JOHN has on hire a new boy’s toy. A bright yellow digger, closely akin to the sort of machines that my grandson still likes to play. Except that this is not a toy and John is not building houses; he is clearing rides through a wood for his shoot.

What you need most when operating these diggers is good hand eye coordination. It is a bit like rubbing your head in one circular motion, while rubbing your tummy in an anti-circular move, both at the same time.

In the digger the left hand joystick in the cabin controls both the left and right swing and the away and close movement of the stick boom.

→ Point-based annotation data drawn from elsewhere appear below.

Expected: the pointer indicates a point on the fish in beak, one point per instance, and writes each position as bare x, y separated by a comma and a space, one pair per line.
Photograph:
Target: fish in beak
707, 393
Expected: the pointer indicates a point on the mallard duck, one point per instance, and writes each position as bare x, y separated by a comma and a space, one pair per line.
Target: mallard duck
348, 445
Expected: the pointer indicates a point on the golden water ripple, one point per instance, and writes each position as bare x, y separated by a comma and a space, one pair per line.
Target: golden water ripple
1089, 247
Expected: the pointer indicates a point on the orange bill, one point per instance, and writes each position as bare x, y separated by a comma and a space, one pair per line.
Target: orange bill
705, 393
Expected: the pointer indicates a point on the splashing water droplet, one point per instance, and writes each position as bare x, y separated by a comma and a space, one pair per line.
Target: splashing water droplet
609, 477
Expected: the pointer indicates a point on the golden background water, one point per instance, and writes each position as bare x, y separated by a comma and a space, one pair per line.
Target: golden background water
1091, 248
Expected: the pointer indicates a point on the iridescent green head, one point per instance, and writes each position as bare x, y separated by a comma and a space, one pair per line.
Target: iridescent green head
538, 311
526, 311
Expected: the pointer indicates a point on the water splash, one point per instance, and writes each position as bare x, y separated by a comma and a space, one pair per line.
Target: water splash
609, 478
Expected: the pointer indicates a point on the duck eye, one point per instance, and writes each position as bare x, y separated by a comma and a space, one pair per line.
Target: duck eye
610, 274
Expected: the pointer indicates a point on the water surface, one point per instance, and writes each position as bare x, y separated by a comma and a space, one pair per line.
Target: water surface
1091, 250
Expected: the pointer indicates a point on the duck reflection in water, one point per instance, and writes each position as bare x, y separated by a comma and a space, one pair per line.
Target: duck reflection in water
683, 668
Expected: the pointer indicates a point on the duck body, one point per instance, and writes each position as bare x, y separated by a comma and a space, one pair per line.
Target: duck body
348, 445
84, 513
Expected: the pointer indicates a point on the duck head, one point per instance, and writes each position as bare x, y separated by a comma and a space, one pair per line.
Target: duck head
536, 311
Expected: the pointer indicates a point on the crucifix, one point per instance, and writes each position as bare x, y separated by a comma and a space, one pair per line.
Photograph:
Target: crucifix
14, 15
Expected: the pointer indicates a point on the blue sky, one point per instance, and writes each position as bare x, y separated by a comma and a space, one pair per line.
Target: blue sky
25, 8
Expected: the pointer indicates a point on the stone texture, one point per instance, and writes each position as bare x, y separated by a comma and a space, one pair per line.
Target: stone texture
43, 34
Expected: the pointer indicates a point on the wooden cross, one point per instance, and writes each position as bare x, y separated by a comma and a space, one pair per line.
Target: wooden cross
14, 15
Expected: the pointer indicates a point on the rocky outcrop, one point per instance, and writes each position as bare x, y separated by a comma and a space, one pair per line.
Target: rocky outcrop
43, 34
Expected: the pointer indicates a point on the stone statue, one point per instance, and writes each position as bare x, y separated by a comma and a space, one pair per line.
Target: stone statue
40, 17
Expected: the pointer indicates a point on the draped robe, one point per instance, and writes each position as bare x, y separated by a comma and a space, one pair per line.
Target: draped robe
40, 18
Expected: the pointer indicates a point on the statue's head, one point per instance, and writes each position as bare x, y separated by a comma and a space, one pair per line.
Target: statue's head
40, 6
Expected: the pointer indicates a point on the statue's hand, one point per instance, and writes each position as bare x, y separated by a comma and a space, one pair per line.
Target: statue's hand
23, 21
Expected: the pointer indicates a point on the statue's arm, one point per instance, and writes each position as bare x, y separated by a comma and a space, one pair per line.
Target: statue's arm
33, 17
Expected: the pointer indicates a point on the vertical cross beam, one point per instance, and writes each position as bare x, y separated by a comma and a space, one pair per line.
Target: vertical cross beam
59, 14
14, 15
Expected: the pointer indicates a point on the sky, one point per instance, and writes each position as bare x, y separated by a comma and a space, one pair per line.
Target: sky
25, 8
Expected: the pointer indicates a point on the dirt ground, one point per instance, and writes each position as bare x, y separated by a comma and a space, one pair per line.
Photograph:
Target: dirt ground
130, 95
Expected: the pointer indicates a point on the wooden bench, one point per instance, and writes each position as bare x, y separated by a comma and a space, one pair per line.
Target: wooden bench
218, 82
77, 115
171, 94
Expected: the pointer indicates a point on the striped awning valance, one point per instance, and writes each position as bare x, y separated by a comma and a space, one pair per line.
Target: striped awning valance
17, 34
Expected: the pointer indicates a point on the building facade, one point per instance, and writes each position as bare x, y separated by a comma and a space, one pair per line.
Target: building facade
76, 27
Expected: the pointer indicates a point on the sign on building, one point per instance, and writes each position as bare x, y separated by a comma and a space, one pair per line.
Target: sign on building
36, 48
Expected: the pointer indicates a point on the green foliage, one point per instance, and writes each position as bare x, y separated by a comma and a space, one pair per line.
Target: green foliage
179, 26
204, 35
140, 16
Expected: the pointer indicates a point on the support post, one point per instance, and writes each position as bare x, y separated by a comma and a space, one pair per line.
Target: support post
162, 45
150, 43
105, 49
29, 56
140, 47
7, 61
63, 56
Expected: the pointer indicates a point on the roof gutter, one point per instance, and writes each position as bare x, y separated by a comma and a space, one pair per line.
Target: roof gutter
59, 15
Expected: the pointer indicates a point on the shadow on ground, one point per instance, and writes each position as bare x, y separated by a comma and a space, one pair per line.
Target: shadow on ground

While the right hand joystick controls the up and down action of the main boom and the close and dump of the bucket. I think that’s right.

The wood he is opening up has become totally overgrown. The rides were there years ago, but the wood has long been neglected. It is dark and gloomy and not at all enticing for pheasants or any other wildlife.

After a hiccup early on when an oil pipe burst on the machine, he has virtually completed the job and “let there be light”. The judicious placing of several new feeders on the rides is tempting pheasants back into the wood. So yesterday evening I was invited on a romantic rendezvous to watch the pheasants.

John’s gator is the ideal viewing platform for this activity. As the cab is made of tinted glass you are virtually invisible when sat inside looking out under the trees. We were parked virtually next to a feeder, but the birds appeared totally unaware of our proximity.

The same was true about a pair of roe deer that delicately picked their way along the new drives where there are still some crushed branches and twigs on the ground. They nuzzled at the fallen wheat beneath the feeders but, spooked perhaps by the sound of Moss our spaniel puppy bouncing around in the gator cab, gracefully bounded out of the wood.

And Moss was the only drawback to what could have been an idyllic, peaceful, contemplative observation of nature at dusk.

Instead what you are when shut in a small cab with a manic, exuberant, hyper active spaniel, is a human trampoline base, which said spaniel has no compunction in using to bounce on from one side of the cab to the other.

Luckily she does not bark which would have scared off every bird in the vicinity. And romance? Forget it with a spaniel in the cab.